I had more and more opportunity to study her, however. After several months of doing errands for her, she asked me if I would write something for her, I thought it would be a letter to her family, perhaps, which would resolve my dilemma, but it was not. Instead I began writing what I soon realized was a very detailed formula for making artificial pearls. I gave no indication that I understood it, although I did try to memorize it, pearls being a rather valued commodity in the harem.

I was disappointed by her request, however. My sister had learned how to write just as I and my brothers had, so this seemed to indicate quite conclusively that Lingfei was not the woman I sought. I was desolate, until she told me that I had saved her many hours of writing, and allowed her to consult the notes resulting from her experiments. That could only mean that she could read, and I went forward with renewed hope. She asked me to come back two days hence.

From that day on, I spent at least one day a week with Lingfei, writing for her. I would sit cross-legged on one of her wooden couches with my writing table before me while she paced the room, stopping occasionally to consult her notes. Most of the formulas I wrote were for medicines, I decided, for the treatment of various ailments resulting from an excess of either yin or yang, caused by wind, cold, heat, damp, dry, and fire. She told me when I questioned her that she had been a Taoist nun before she caught the Emperor’s eye, and had studied with a master. These formulas that I was writing for her were based on her notes of that time, and the work she had done with the master, and also her observations from the treatment of the women in the harem. It was the first of several confidences that she shared with me.

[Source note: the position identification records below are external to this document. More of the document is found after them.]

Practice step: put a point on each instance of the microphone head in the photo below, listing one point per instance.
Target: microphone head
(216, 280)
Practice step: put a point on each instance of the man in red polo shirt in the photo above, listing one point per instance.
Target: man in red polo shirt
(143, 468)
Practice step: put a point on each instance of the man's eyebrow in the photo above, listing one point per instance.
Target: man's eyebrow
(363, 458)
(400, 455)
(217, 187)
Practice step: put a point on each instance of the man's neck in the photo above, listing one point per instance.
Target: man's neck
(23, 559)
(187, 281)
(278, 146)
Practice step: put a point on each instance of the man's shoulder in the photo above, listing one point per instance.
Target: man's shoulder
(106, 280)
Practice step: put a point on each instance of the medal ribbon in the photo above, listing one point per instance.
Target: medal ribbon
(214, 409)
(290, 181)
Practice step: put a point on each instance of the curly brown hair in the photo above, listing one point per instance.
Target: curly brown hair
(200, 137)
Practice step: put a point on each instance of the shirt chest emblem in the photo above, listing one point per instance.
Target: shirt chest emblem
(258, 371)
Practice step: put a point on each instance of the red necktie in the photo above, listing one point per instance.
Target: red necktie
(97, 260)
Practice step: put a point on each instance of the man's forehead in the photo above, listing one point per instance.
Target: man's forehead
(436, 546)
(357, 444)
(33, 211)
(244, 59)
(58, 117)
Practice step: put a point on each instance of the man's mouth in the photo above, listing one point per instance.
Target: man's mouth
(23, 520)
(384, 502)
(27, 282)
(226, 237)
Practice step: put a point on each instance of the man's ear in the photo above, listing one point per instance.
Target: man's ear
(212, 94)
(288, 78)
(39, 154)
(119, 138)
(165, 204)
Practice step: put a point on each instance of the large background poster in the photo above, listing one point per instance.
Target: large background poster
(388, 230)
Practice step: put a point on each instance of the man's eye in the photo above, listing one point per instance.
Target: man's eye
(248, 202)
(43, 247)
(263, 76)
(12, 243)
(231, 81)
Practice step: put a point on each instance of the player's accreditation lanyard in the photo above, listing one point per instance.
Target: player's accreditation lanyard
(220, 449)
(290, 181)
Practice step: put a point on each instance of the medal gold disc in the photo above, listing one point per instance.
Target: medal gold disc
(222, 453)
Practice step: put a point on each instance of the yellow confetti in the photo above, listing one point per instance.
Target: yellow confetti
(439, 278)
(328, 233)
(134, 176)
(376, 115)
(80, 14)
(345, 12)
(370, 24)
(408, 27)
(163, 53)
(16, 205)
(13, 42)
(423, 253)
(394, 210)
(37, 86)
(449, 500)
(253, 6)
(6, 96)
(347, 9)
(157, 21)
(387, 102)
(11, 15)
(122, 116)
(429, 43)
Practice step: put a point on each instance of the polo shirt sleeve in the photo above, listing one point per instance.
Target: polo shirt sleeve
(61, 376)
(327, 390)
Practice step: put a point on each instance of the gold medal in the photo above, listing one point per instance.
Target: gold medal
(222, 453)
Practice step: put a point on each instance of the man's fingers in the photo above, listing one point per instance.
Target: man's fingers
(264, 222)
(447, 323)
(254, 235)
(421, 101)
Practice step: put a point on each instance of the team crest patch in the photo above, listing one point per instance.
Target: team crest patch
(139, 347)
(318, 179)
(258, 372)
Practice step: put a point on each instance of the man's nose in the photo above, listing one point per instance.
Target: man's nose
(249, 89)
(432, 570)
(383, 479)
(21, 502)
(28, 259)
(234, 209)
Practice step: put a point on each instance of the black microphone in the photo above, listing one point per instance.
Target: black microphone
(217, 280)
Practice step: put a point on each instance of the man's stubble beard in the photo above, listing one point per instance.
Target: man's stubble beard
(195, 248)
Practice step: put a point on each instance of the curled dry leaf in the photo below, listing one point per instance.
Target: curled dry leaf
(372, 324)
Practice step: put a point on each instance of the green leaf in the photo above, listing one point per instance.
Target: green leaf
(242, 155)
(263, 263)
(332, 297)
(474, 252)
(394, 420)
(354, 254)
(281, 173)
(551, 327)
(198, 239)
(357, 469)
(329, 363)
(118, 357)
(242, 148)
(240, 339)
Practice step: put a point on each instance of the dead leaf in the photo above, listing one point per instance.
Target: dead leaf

Different city. Same routine. At least it was a really interesting place. Xi’an and its environs are considered by many to be the cradle of Chinese civilization, and justifiably so. With a history that stretches back at least four thousand years, and its status as capital of several Chinese dynasties, including that of the first emperor, Qin Shi Huangdi, it is a wonderful repository of art and culture. Best known worldwide as the home of the magnificent terra-cotta army of Qin Shi Huangdi, it is a city that seems to me to have managed the transition to the new economic reality better than Beijing, having preserved the old with the new to a much greater extent, as compared to the wholesale leveling of much of old Beijing. It is a walled city, although the urban area has expanded way beyond the walls.

Burton had chosen a hotel within the beautiful old city walls, a little east of the Bell Tower, which would have been the center of the ancient city, positioned where the main north-south and east-west axes meet. He headed out of his hotel around 9 AM when this part of town was just waking up. Once out the front door he stopped briefly to add a surgical mask to his attire, which already included a hat pulled down over his ears, a long scarf that was wound around his neck a couple of times, azure of course, and heavy jacket and gloves. It was cold, that’s for sure, and for once the surgical mask did not look entirely out of place. Xi’an’s air is unfortunately highly polluted, and even some Chinese wore masks.